Camera Image Formation

From naive to pin-hole to lens-based camera models

Published in

Geek Culture

4 min readFeb 13, 2022

So, you know what a digital camera is and what are various components of a digital camera are.
If you don’t you should go through this awesome blog.

Now you want to know how actually an image is captured by the camera.

Understanding how exactly an image is captured by a digital camera is not straightforward as you have to build up from basics to the current digital cameras that we have to get a sound understanding of why various components of the camera are necessary.

Image Formation

Suppose you have a real-world 3D object (like a super realistic person in Figure-1) that you want to capture using a camera.

What you’d assume to do is to take a light-sensitive film (camera sensor) that would capture the object and you are done, you have an image.

NO!

The issue of exposing a light-sensitive film directly to an object is, multiple rays of light would be reflected in various directions from the same point of the object causing multiple projections on the light-sensitive film.

In such a case what our film/chip would capture is an average of intensity values of the object under consideration. We would end up with just a blob without any structure.

Figure 1: How light rays are projected from an object to a light-sensitive film (Figure by Author)

Pinhole Camera Model: Intuition

We need to restrict the number of reflections from a single point being captured by our light-sensitive film in order for us to get some meaningful structure.

The simplest way to restrict the number of reflections being captured is, well to restrict the number of reflections being passed onto the light-sensitive film for capturing.

To achieve this, we add a barrier between the object and the light-sensitive film as depicted in figure-2. The size of the opening in the barrier that allows light rays to pass through is very small. This opening is known as the aperture of a camera.

Figure-2: Adding barrier before the light-sensitive film (PinHole camera model, simplified)

Adding the barrier reduces the blurring which helps in capturing the appropriate structure of the object.

One more important thing to note is that the image captured by the film is flipped upside-down.

Pinhole Camera Model

Okay, so now we know we need a barrier with a small opening between the object being captured and the light-sensitive film to actually get an image.

This is exactly what a pin-hole camera model is. A pinhole camera is a camera without a lens but with a tiny aperture (the opening in the barrier) that captures the object under consideration on the image plane. The captured image is flipped upside down (depicted in figure-3).

In order to describe the pin-hole camera model mathematically, we will make use of the figure-4.

Figure-4: Pinhole camera model mathematics (Source)

In figure 4, the vertical line is the barrier, everything on left is the 3D real-world and everything on right is the 2D image world.

As the image plane is sitting at the same distance z from the barrier, the depth dimension is lost during the projection of 3D objects to the image.

Camera with thin lens

Issues with pinhole camera model

Now we have a camera model which can capture images, so why do modern digital cameras use lenses?

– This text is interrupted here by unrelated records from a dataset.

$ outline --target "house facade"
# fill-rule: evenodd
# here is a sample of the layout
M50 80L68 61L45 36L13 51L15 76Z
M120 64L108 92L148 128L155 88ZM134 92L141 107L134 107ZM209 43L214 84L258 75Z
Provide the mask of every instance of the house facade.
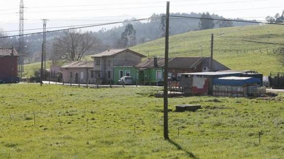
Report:
M230 68L213 60L213 71L229 70ZM176 57L169 58L168 77L179 80L182 73L207 72L209 70L210 58ZM163 78L164 59L154 57L148 59L135 66L139 84L153 85Z
M135 65L145 56L126 49L108 50L91 56L94 60L94 79L97 82L107 83L114 81L115 66Z
M62 66L60 69L64 82L95 84L93 61L71 62Z
M0 48L0 79L9 83L18 77L18 57L14 48Z

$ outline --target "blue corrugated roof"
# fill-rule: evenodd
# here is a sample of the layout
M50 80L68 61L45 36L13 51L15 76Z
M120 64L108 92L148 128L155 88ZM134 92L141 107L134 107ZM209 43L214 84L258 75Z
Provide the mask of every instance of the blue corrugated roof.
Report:
M260 84L260 79L253 77L226 77L213 79L213 84L223 86L243 86L247 84L257 83Z

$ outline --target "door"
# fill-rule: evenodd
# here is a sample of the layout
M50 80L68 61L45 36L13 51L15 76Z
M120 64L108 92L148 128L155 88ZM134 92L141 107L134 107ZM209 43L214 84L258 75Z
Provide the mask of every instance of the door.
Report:
M78 83L78 73L75 74L75 83Z

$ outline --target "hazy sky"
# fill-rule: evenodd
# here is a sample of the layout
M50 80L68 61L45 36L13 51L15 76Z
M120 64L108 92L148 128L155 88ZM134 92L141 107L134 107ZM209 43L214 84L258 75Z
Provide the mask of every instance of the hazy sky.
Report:
M0 28L18 29L20 0L0 0ZM166 0L24 0L25 29L37 28L41 19L47 19L47 27L96 24L123 20L128 16L148 17L164 13ZM283 0L173 0L171 12L209 11L225 18L265 20L284 10ZM126 15L127 15L126 16ZM9 33L10 34L10 33Z

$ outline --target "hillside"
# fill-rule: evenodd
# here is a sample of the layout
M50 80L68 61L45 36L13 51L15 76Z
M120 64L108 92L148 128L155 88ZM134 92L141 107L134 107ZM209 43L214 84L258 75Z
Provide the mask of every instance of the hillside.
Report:
M231 69L255 69L265 75L270 71L284 71L284 64L278 60L281 54L279 51L276 52L284 45L284 28L281 26L223 28L171 36L169 56L201 56L200 46L202 46L203 56L209 56L211 33L219 35L221 32L224 32L223 35L214 38L214 58ZM138 45L131 49L147 56L162 57L164 53L164 38ZM242 53L238 51L238 54L237 50L242 50ZM245 51L246 53L244 53Z
M268 75L271 71L284 71L284 64L280 60L280 57L284 57L284 52L281 55L278 50L284 46L284 28L281 26L222 28L171 36L169 56L201 56L203 52L203 56L209 56L211 33L219 35L221 32L224 32L224 35L216 36L214 40L214 58L218 61L233 70L255 69L264 75ZM150 57L162 57L164 38L142 43L130 49ZM239 53L237 50L239 50ZM244 53L245 51L246 53ZM84 60L91 60L91 58L90 56L86 56ZM40 68L40 63L25 66L24 76L29 77L33 75L34 70Z

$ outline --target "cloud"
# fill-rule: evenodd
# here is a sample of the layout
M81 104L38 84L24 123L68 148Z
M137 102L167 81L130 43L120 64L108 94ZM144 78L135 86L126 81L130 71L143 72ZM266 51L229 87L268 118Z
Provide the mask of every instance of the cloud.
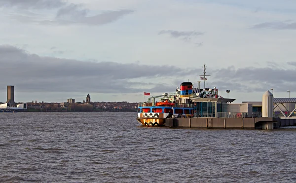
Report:
M134 11L129 9L106 11L94 16L88 16L90 11L82 4L68 3L61 0L0 0L0 6L16 6L26 8L55 8L57 11L52 19L41 14L18 11L7 15L11 19L21 22L46 25L74 24L100 25L112 22ZM23 12L23 13L22 13Z
M181 38L184 42L191 42L195 41L195 39L198 36L203 35L204 33L196 31L177 31L172 30L162 30L158 33L158 35L168 35L172 37ZM201 46L202 44L197 43L197 46Z
M252 26L253 29L271 29L282 30L296 29L296 22L289 23L290 21L274 21L262 23Z
M51 9L66 4L63 0L0 0L0 6L20 8Z
M13 83L27 92L137 93L149 87L149 91L163 92L175 86L159 82L160 78L171 77L172 73L174 77L186 75L195 71L169 66L41 57L10 45L0 46L0 65L5 66L0 77L6 78L0 80L0 85ZM154 88L157 84L162 87Z
M204 33L196 32L196 31L187 31L187 32L180 32L171 30L162 30L160 31L159 35L168 34L173 37L192 37L203 35Z
M121 17L130 14L133 10L122 9L118 11L107 11L101 14L88 16L89 10L83 8L79 4L71 4L60 9L56 17L53 21L45 21L43 23L51 24L80 24L89 25L99 25L113 22Z
M254 92L264 91L274 88L279 91L296 90L294 79L296 62L288 62L288 69L281 67L235 68L230 67L213 71L213 84L221 86L222 89L231 89L238 91ZM276 64L274 64L276 65Z

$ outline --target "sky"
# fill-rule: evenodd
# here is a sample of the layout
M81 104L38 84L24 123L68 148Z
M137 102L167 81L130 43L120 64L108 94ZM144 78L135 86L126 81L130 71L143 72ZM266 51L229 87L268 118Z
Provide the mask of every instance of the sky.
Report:
M0 102L142 102L204 64L235 103L296 97L295 0L0 0Z

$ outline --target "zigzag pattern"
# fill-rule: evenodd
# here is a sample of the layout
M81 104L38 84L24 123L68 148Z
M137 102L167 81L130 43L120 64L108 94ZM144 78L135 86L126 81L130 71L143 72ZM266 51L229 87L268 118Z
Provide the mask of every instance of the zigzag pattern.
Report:
M145 123L144 123L145 125L147 125L147 126L159 126L159 124L158 124L158 123L157 123L157 122L155 122L155 123L152 123L152 122L150 122L149 123L148 123L147 122L145 122Z
M149 114L147 113L145 113L144 115L143 115L143 117L155 117L155 116L156 117L159 117L159 115L157 113L155 113L154 115L153 115L152 113L150 113Z

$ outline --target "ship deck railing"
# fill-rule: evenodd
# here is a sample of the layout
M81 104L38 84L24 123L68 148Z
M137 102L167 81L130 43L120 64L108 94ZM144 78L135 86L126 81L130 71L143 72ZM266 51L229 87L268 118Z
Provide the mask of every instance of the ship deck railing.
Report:
M156 104L156 102L155 103ZM138 107L161 107L156 106L155 105L153 105L152 102L140 102L138 104ZM193 104L185 104L185 103L175 103L173 106L170 106L171 107L173 108L193 108L194 105Z

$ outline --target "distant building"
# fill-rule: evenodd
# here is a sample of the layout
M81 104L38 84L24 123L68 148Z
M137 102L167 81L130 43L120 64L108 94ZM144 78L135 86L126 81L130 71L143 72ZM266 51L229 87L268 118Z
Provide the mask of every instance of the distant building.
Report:
M74 104L75 103L75 99L69 99L67 100L67 102L69 104Z
M89 94L87 94L86 96L86 104L90 103L90 97L89 96Z
M7 86L7 101L6 103L10 103L10 107L16 107L14 102L14 86Z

The issue with the pinhole camera model is that the pinhole used in the barrier should be very small in order to get crisp images.

Due to the fact that pinhole is very small one needs to wait for a long time to let enough light through the pinhole to capture the image.
This is impractical as the objects being captured by a camera are almost always moving.

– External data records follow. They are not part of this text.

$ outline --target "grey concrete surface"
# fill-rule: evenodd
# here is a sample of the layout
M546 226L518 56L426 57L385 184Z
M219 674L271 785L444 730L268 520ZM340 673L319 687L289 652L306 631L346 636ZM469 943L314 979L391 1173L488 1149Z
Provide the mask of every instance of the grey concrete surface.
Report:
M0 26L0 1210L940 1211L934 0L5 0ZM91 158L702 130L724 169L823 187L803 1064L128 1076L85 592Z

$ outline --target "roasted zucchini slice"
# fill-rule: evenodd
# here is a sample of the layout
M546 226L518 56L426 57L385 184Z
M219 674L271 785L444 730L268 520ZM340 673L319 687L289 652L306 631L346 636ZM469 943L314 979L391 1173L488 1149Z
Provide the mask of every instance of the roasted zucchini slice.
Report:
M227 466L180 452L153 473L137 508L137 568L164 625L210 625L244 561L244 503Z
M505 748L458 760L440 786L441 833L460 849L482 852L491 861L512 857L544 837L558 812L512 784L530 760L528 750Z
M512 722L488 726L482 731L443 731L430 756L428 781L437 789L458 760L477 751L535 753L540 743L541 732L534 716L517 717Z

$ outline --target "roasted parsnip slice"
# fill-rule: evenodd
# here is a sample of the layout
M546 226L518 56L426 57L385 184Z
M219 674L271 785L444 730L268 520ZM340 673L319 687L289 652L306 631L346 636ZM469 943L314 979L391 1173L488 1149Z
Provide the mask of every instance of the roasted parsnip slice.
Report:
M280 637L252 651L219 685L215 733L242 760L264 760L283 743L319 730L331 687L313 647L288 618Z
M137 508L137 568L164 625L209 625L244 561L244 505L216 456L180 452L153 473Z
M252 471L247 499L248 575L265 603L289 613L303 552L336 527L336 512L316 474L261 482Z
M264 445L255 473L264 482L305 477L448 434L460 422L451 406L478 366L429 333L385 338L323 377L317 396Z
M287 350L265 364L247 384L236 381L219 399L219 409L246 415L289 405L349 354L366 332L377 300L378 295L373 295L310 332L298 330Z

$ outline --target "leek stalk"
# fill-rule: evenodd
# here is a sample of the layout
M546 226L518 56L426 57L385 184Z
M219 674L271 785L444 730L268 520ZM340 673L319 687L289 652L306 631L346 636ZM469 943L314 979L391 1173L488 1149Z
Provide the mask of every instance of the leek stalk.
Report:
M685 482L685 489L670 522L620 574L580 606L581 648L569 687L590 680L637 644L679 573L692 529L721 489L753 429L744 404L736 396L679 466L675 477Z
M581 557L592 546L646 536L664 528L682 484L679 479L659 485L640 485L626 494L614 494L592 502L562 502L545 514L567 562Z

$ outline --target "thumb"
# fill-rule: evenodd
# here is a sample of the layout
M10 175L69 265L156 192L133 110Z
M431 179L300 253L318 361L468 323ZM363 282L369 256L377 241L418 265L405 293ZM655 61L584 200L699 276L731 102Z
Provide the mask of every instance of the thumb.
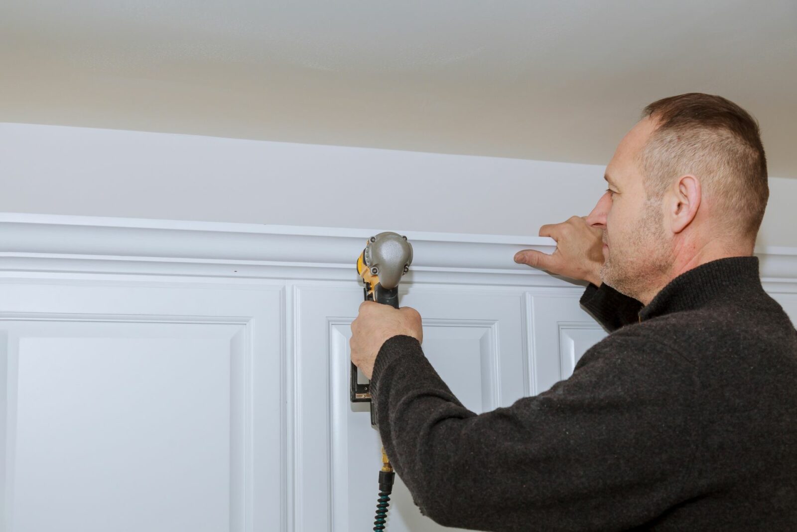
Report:
M528 264L533 268L548 270L553 264L553 257L536 250L523 250L515 254L515 262Z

To remedy the issue we can try and increase the size of the pinhole, but that would result in multiple light rays of the same point of the object being passed through the pinhole and mapped to various places on the light-sensitive film.
This would result in a blurry image.

Solution: Use Lens

Instead of a very small opening (pinhole) in the barrier, make a large opening in and use lenses.

A lens takes multiple rays of light from the same point of the object and maps them to the same point in the light-sensitive film.

When using a lens we can have a bigger opening in the barrier (reducing the exposure time) and we can still get crisp images.

One thing that should be noted is that camera with thin lens is only an approximation of the pinhole camera model and it has its own issues.

Summary and Conclusion

Now we know the theory behind how an image is captured by a camera, what is the pinhole camera model and what is the need for a lens.

Going into the theory of lenses and what are the different types of lenses used by various cameras is something left for the reader to explore.

It should be noted that most of the computer vision tasks (like 3D scene reconstruction) use a pinhole camera model even though the camera is having a lens.
This pinhole camera assumpting works fine for most computer vision tasks.